Notwithstanding any other provision of this chapter, an emergency physician and surgeon, or an emergency physician group, with a gross billings arrangement with a hospital shall be entitled to receive reimbursement from the Emergency Medical Services Fund for services provided in that hospital, if all of the following conditions are met:

(a)  The services are provided in a basic or comprehensive general acute care hospital emergency department, or in a standby emergency department in a small and rural hospital as defined in Section 124840.

(b)  The physician and surgeon is not an employee of the hospital.

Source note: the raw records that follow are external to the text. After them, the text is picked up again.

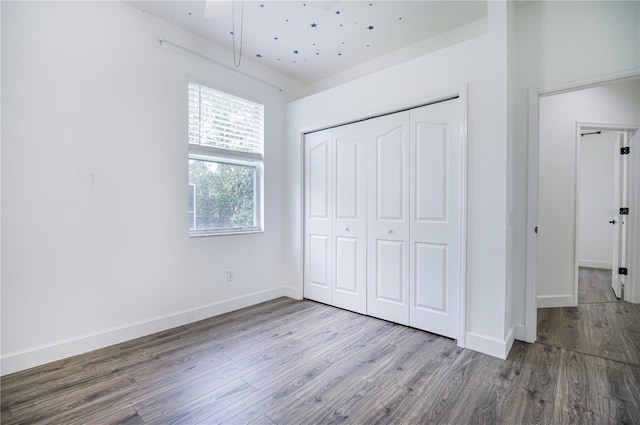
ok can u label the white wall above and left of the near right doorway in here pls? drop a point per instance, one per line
(560, 43)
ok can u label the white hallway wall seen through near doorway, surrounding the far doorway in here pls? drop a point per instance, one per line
(615, 103)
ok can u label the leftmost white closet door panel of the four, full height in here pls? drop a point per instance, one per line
(318, 267)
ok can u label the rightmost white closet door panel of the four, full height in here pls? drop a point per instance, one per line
(436, 152)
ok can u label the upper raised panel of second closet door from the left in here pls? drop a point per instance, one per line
(347, 182)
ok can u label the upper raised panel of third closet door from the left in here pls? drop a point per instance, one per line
(390, 175)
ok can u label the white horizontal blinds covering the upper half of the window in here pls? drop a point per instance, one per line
(222, 121)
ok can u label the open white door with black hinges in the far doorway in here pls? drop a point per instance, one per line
(619, 220)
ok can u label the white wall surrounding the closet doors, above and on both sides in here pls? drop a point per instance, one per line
(480, 63)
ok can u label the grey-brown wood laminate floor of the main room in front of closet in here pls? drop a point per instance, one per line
(300, 362)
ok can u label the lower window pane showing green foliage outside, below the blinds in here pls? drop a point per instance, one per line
(224, 195)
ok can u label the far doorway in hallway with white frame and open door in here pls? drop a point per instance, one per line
(602, 228)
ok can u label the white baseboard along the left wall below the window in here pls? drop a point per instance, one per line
(17, 361)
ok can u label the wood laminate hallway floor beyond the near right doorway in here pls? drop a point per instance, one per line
(601, 325)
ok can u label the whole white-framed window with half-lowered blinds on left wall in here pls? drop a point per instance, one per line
(226, 145)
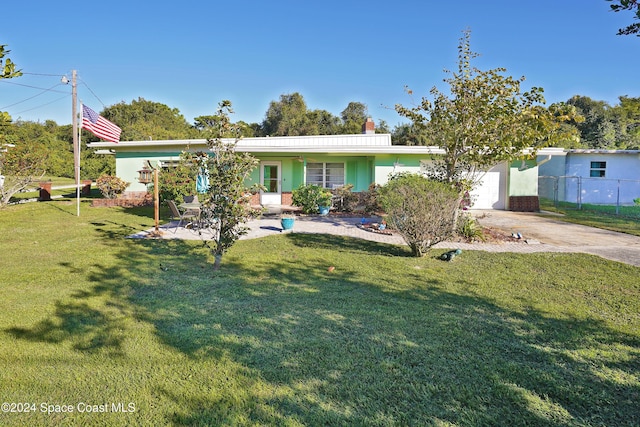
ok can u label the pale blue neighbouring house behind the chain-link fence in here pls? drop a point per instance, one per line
(607, 177)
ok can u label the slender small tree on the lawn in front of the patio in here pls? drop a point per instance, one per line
(226, 206)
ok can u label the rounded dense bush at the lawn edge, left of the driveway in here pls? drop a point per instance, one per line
(423, 211)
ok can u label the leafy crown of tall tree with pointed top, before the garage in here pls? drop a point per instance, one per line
(486, 119)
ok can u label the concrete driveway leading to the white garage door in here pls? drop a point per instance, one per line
(565, 236)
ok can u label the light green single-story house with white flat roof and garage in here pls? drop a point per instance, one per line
(327, 160)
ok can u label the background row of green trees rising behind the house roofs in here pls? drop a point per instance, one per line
(604, 127)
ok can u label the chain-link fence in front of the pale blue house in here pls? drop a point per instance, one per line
(615, 196)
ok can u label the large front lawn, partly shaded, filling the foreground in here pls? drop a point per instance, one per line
(274, 338)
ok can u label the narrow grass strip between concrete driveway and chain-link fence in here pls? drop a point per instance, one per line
(597, 216)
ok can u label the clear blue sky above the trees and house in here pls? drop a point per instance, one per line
(190, 55)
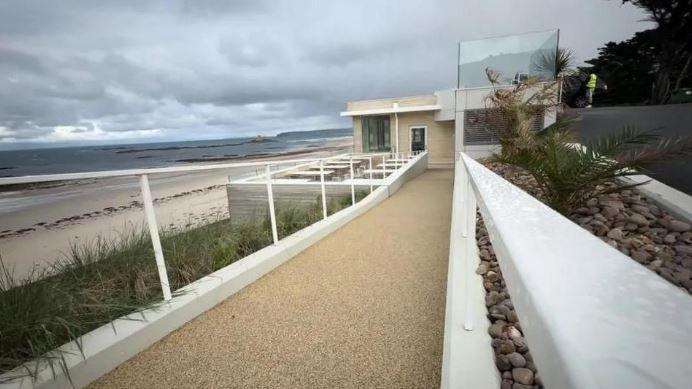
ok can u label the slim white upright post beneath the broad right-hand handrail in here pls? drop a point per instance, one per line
(470, 249)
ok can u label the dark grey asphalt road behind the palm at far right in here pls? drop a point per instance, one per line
(667, 120)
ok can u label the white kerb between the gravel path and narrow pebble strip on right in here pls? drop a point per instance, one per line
(468, 359)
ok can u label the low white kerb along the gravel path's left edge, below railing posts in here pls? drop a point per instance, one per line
(105, 349)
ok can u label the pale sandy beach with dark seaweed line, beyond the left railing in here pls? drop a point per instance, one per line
(38, 226)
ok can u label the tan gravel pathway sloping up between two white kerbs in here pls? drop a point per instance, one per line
(364, 307)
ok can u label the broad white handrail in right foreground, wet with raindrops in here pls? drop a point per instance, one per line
(593, 317)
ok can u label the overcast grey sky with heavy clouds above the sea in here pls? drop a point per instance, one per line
(115, 71)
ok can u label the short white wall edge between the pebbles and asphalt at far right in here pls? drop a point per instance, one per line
(677, 203)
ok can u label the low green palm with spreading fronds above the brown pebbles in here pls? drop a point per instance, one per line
(568, 173)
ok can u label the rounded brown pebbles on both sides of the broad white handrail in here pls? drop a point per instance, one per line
(626, 220)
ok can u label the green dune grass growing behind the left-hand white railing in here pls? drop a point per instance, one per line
(94, 284)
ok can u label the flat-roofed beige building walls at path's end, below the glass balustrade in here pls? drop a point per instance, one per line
(441, 123)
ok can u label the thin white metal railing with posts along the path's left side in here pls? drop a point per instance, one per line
(148, 203)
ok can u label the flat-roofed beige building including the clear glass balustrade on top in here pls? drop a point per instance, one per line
(458, 119)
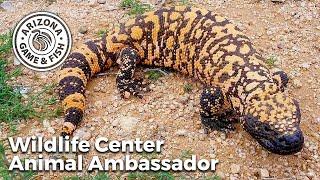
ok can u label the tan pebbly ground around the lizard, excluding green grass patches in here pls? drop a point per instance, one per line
(286, 30)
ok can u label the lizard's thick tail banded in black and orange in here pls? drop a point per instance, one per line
(86, 61)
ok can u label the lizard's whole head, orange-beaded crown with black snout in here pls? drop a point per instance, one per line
(273, 120)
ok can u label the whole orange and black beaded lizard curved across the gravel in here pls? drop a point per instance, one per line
(197, 43)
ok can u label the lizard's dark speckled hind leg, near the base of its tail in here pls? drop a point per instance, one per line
(126, 83)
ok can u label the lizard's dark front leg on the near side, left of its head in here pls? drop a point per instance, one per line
(215, 110)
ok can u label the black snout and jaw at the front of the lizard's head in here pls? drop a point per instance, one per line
(272, 140)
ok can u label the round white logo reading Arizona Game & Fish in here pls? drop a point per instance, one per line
(42, 41)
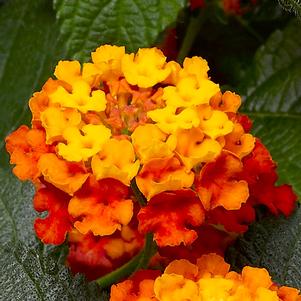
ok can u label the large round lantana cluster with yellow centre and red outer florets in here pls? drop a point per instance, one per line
(131, 144)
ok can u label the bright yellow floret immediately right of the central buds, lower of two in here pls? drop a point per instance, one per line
(169, 121)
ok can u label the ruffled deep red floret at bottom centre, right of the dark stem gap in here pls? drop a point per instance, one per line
(171, 216)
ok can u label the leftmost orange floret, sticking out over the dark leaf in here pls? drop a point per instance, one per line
(25, 147)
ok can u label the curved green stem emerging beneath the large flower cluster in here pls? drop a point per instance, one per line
(140, 261)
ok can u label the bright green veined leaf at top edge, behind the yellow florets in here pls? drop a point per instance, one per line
(87, 24)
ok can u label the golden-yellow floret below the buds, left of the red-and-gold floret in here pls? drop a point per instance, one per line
(117, 161)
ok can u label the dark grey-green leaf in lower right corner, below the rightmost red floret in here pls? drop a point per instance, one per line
(274, 244)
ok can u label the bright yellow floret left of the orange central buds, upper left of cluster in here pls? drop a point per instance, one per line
(80, 98)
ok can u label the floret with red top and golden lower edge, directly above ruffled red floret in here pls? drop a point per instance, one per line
(164, 174)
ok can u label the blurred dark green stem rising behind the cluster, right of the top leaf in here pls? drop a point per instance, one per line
(192, 31)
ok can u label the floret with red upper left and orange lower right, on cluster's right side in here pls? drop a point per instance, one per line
(219, 185)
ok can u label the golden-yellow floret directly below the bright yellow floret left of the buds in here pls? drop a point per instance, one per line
(55, 121)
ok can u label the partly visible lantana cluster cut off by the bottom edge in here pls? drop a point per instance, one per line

(c)  All provisions of Section 1797.98c are satisfied, except that payment to the emergency physician and surgeon, or an emergency physician group, by a hospital pursuant to a gross billings arrangement shall not be interpreted to mean that payment for a patient is made by a responsible third party.

(d)  Reimbursement from the Emergency Medical Services Fund is sought by the hospital or the hospital’s designee, as the billing and collection agent for the emergency physician and surgeon, or an emergency physician group.

For purposes of this section, a “gross billings arrangement” is an arrangement whereby a hospital serves as the billing and collection agent for the emergency physician and surgeon, or an emergency physician group, and pays the emergency physician and surgeon, or emergency physician group, a percentage of the emergency physician and surgeon’s or group’s gross billings for all patients.

(Amended by Stats. 1998, Ch. 1016, Sec. 3. Effective January 1, 1999.)

1797.98g.
  

The moneys contained in an Emergency Medical Services Fund, other than moneys contained in a Physician Services Account within the fund pursuant to Section 16952 of the Welfare and Institutions Code, shall not be subject to Article 3.5 (commencing with Section 16951) of Chapter 5 of Part 4.7 of Division 9 of the Welfare and Institutions Code.